The earth is the Lord’s and everything in it. It was all created by Him, and it all belongs to Him –
whether it is acknowledged as such or not. In the beginning, GOD created: God formed us; God
formed the earth; God formed the church as a temporary demonstration of the covenant that He
established and He fulfilled.
And so holding on to this truth, and letting go of fear by remembering that even if the vote
right here is a ‘yes’ on July 7th and even if the vote at Presbytery in Mifflintown is a ‘yes’ on September
24th, we will still not be the owners of the property, we will still be faithful stewards of it (for GOD IS
the rightful owner): We walk forward by faith, with hope, and with an ever-increasing love in our
hearts, in our souls, and in our minds for the Lord our God – trusting in His promises.
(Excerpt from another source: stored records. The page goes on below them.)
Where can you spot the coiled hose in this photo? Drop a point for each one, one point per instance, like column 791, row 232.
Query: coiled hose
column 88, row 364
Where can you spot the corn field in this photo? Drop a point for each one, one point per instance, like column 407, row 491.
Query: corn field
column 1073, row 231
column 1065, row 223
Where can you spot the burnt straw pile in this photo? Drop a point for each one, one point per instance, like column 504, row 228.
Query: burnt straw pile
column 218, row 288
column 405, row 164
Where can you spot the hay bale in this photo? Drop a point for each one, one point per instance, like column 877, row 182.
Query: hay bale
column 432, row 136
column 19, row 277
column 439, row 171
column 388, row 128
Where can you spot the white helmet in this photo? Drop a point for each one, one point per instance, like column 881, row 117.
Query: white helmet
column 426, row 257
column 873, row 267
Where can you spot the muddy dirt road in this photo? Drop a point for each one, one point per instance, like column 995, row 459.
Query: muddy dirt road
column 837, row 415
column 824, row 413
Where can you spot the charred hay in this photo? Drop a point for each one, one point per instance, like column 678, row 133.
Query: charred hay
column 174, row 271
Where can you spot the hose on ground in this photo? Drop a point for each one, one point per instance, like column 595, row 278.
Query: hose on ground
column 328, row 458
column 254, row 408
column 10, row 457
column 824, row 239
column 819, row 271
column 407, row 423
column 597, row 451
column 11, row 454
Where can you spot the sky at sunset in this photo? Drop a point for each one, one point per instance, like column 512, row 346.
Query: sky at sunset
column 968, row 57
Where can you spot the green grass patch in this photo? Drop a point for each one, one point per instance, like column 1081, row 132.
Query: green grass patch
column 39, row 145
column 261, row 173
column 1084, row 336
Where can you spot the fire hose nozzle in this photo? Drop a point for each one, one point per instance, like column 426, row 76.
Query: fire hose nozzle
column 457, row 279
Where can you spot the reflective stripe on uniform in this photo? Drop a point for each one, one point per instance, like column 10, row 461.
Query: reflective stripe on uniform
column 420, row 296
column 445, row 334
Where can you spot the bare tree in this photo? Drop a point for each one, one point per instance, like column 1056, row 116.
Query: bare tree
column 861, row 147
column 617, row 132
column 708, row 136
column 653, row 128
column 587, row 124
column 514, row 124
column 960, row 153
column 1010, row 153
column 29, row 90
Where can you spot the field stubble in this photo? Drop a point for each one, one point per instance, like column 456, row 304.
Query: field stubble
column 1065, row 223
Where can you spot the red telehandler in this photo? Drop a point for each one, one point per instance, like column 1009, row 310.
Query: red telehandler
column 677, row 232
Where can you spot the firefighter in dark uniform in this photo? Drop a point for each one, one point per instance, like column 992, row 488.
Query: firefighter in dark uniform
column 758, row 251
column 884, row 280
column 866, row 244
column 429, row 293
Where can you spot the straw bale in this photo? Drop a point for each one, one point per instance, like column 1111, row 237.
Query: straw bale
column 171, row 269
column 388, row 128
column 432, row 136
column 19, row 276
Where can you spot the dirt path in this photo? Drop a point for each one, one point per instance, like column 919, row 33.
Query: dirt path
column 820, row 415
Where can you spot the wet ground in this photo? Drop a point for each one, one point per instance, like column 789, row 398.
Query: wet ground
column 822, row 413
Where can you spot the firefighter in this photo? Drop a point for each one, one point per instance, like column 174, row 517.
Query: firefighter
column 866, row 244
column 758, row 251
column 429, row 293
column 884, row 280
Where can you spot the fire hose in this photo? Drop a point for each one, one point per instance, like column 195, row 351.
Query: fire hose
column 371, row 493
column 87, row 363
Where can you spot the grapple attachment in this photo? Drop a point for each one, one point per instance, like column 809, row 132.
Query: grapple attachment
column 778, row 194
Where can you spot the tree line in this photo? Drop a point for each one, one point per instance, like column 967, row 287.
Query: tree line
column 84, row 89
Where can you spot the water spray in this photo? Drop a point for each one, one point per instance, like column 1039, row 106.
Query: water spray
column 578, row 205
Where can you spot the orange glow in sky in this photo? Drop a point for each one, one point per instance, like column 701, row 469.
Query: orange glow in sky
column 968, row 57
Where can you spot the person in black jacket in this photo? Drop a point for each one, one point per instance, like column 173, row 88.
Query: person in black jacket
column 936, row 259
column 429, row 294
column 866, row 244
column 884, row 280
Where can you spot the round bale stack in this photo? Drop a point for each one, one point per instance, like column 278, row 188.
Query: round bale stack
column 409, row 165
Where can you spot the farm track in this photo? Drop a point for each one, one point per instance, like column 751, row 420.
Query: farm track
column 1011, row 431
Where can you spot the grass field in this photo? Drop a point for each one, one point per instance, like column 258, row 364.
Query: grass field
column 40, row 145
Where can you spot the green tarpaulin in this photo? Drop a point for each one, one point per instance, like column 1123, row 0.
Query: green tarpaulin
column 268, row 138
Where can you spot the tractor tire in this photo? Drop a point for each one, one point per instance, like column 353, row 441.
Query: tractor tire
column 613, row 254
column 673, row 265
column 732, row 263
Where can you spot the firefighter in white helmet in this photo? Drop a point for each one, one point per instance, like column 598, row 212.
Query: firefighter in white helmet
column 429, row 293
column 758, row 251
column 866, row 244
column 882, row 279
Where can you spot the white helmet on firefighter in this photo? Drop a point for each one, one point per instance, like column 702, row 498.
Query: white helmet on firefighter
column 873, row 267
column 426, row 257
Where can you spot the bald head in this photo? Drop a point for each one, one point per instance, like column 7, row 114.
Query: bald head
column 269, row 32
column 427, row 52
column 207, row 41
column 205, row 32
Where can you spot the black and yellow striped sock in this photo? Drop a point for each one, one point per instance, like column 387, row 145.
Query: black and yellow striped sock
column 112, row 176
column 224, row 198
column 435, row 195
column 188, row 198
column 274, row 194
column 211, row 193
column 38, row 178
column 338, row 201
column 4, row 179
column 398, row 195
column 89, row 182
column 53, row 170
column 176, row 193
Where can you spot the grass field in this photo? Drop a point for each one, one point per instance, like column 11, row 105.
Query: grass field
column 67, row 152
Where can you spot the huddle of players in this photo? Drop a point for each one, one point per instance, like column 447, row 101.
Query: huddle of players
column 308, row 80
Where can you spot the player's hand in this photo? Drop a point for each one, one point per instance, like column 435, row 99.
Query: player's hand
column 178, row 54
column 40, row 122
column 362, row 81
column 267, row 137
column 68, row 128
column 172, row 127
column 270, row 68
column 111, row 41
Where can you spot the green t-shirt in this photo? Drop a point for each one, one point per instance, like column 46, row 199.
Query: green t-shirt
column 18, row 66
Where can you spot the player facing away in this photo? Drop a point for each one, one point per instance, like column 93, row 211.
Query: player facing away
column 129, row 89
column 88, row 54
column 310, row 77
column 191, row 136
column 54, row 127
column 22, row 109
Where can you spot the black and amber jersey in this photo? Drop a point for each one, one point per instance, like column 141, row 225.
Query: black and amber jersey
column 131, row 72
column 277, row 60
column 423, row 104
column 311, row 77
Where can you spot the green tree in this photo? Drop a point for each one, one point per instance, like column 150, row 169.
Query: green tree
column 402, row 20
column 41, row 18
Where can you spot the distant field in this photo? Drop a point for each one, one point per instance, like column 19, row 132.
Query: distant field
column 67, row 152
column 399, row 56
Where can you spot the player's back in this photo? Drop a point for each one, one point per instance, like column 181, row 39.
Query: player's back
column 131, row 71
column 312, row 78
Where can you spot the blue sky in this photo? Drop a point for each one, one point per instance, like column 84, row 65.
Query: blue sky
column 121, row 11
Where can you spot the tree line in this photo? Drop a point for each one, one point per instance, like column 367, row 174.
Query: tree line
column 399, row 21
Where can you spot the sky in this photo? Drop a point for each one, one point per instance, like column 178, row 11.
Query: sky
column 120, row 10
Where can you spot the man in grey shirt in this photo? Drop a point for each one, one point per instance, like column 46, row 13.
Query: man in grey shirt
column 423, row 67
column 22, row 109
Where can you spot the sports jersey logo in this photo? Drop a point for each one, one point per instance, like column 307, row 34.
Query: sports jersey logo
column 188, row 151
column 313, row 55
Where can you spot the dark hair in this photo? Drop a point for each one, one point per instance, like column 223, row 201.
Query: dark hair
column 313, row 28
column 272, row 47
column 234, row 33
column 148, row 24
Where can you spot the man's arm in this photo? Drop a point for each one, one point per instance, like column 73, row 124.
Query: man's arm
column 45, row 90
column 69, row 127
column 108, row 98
We choose to
boldly and clearly speak and teach the truth of the gospel to one another and to the world, we choose
to sacrificially care for each other in whatever way we can, and we choose to submit to the authority
that God has established within the Church for the sake of Christ and His coming kingdom.
There’s no place I’d rather be than right here with you as we prepare to take this step of faith.
Are there risks involved for you? Yes. For me? Yes. But I believe that over the last two years we
have established this fact: What we do, we don’t do for us. What we do, we do pen-ultimately for
those who came before us and for those who will come after us. What we do, ultimately we do for
God the Father, God the Son, and God the Holy Spirit in grateful response for all he has done for us.
Allow me to pray for us now, using the prayer from Ephesians 2:14-21, “I bow my knees before
the Father, from whom every family in heaven and on earth takes its name. I pray that, according to the
riches of his glory, he may grant that you may be strengthened in your inner being with power through
his Spirit, and that Christ may dwell in your hearts through faith, as you are being rooted and grounded
in love. I pray that you may have the power to comprehend, with all the saints, what is the breadth and
length and height and depth, and to know the love of Christ that surpasses knowledge, so that you may
be filled with all the fullness of God. Now to him who by the power at work within us is able to
accomplish abundantly far more than all we can ask or imagine, to him be glory in the church and in
Christ Jesus to all generations, forever and ever. Amen.”